Ab morgen, dem 20. November, gilt auf der A12 zwischen Kufstein und Zirl bzw. Zams und Karrösten und auf der A13 zwischen Innsbruck-Süd und Schönberg ein fixes 100km/h-Tempolimit für PKW, das vorerst probeweise für ein Jahr verordnet wird. „Wir wollen mit diesem Luft-100er die Eintrittskarte für das sektorale LKW-Fahrverbot lösen“, sagt Tirols LH Günther Platter. „Wir gewinnen mit dem Luft-100er nicht nur bessere Luft, sondern auch Spielraum für unser Ziel der größten Entlastung vom Transitverkehr seit dem Beitritt Österreichs zur Europäischen Union“, unterstreicht LHStvin Ingrid Felipe. Das Land Tirol will ab Herbst 2015 mit dem sektoralen LKW-Fahrverbot ca. 200.000 Transit-LKW von der Straße auf die Schiene bringen. Nach einem Jahr werden die Auswirkungen des permanenten Hunderters auf die Luftgüte evaluiert.

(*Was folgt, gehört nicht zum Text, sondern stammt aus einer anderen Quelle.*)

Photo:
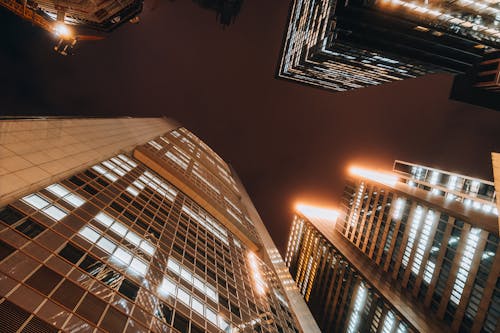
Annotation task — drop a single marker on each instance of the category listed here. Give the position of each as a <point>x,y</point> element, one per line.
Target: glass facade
<point>339,296</point>
<point>122,247</point>
<point>342,45</point>
<point>444,258</point>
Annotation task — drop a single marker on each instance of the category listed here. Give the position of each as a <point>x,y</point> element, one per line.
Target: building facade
<point>158,236</point>
<point>343,45</point>
<point>422,242</point>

Das von den ExpertInnen der Tiroler Landesverwaltung in Zusammenarbeit mit dem Umweltbundesamt und mit der Technischen Universität Graz ausgearbeitete Maßnahmenpaket sieht ein Stufenverfahren zur Einführung von Luftreinhaltemaßnahmen vor. Nach dem Luft-100er folgt im Herbst 2015 das sektorale LKW-Fahrverbot, das den Transport bahnaffiner und nicht verderblicher Güter auf die Schiene zwingt. Das sektorale Fahrverbot ist zuletzt im Jahr 2011 vom Europäischen Gerichtshof gekippt worden. Die Handlungsanleitung der damals zuständigen Generalanwältin des EuGH sah vor, dass Tirol zuerst „gelindere Mittel" zur Luftreinhaltung ergreifen müsse, um dann das sektorale Fahrverbot EU-rechtskonform verordnen zu können. Erst wenn diese gelinderen Mittel nicht zu einer Senkung der Luftbelastung unter die zwischen der Europäischen Union und ihren Mitgliedsstaaten vereinbarten Schadstoffwerte führen, sind weitere Maßnahmen möglich. Zu diesen Maßnahmen, die laut allen Berechnungen notwendig sein werden, zählen das sektorale LKW-Fahrverbot und das stufenweise Verbot von alten LKW-Modellen.

LHStvin Ingrid Felipe rechnet mit steigender Akzeptanz für die Maßnahme. „Ich gehe davon aus, dass die besseren Luftwerte und die Aussicht auf eine deutliche Entlastung vom LKW-Transit die meisten Tirolerinnen und Tiroler von dieser Maßnahme überzeugen werden."